Stemming from Darden’s tradition of providing a holistic perspective to business problems, the faculty create an integrated curriculum, which includes co-teaching several case studies to bring home the various perspectives of business problems.
In addition to the Western European residency in Paris and Berlin, GEMBA participants over 21 months also complete two-week residencies in China (Shanghai and Beijing), India (Mumbai and Delhi), Brazil (Sao Paulo and Rio de Janeiro) and the U.S. (Charlottesville and San Francisco Bay Area), with distance learning using innovative technologies in between.
Starting in 2016, the U.S. residency will include a new one-week module in the San Francisco Bay Area. For their final spring residency, students will head to the heart of technological innovation in the U.S. for meetings with LinkedIn, Facebook and Uber, among others.
“This model of studying cases about companies, then engaging with the leaders of those companies or others in the same sector on the ground in six distinctive regions around the world, is a hallmark of the Darden GEMBA format,” said Allayannis. “We go and we see, and this approach leads to an unparalleled depth of learning and preparation for global leadership and impact.”
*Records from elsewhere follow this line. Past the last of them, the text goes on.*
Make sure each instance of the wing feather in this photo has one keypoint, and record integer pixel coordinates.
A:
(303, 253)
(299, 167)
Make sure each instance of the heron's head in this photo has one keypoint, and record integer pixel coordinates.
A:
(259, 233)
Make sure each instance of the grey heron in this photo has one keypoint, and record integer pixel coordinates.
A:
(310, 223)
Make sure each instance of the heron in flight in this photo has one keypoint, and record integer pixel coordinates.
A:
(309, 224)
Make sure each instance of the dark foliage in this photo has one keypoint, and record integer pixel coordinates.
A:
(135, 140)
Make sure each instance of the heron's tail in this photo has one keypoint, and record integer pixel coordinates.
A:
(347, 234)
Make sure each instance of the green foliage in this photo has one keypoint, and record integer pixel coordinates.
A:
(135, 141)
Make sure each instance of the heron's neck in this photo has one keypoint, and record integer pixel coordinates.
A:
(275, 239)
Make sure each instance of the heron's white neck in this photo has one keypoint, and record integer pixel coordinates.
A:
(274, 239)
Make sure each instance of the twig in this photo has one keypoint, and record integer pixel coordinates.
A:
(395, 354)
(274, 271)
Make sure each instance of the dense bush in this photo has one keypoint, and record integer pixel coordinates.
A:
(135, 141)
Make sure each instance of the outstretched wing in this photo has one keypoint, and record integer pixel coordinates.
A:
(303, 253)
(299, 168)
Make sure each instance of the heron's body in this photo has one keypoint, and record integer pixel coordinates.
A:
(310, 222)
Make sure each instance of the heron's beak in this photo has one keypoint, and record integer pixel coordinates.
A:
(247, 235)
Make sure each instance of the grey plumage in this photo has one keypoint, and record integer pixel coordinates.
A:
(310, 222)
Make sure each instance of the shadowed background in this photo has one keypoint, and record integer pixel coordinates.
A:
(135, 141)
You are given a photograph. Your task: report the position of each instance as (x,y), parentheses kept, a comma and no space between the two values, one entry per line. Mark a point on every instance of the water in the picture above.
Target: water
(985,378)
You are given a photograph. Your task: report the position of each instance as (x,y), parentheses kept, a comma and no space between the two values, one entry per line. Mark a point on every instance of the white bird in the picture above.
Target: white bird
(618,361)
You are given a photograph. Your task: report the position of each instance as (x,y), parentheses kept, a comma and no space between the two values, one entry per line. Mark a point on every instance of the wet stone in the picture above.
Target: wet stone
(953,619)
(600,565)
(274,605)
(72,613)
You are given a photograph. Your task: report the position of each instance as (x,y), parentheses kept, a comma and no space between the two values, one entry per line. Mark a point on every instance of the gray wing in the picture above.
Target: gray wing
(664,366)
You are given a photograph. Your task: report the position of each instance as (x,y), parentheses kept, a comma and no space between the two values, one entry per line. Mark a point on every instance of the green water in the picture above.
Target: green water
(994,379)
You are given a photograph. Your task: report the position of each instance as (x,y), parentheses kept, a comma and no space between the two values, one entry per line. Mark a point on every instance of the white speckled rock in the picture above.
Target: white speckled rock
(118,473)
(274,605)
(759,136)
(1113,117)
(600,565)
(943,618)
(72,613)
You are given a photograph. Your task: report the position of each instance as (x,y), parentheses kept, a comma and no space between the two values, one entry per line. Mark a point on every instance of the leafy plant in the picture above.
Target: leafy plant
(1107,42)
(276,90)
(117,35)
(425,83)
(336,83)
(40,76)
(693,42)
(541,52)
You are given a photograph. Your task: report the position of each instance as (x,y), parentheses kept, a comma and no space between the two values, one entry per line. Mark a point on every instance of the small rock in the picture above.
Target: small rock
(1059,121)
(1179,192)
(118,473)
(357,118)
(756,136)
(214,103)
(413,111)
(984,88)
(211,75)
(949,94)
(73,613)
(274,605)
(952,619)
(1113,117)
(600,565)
The University of Virginia Darden School of Business delivers the world’s best business education experience to prepare entrepreneurial, global and responsible leaders through its MBA, Ph.D., MSBA and Executive Education programs. Darden’s top-ranked faculty is renowned for teaching excellence and advances practical business knowledge through research. Darden was established in 1955 at the University of Virginia, a top public university founded by Thomas Jefferson in 1819 in Charlottesville, Virginia.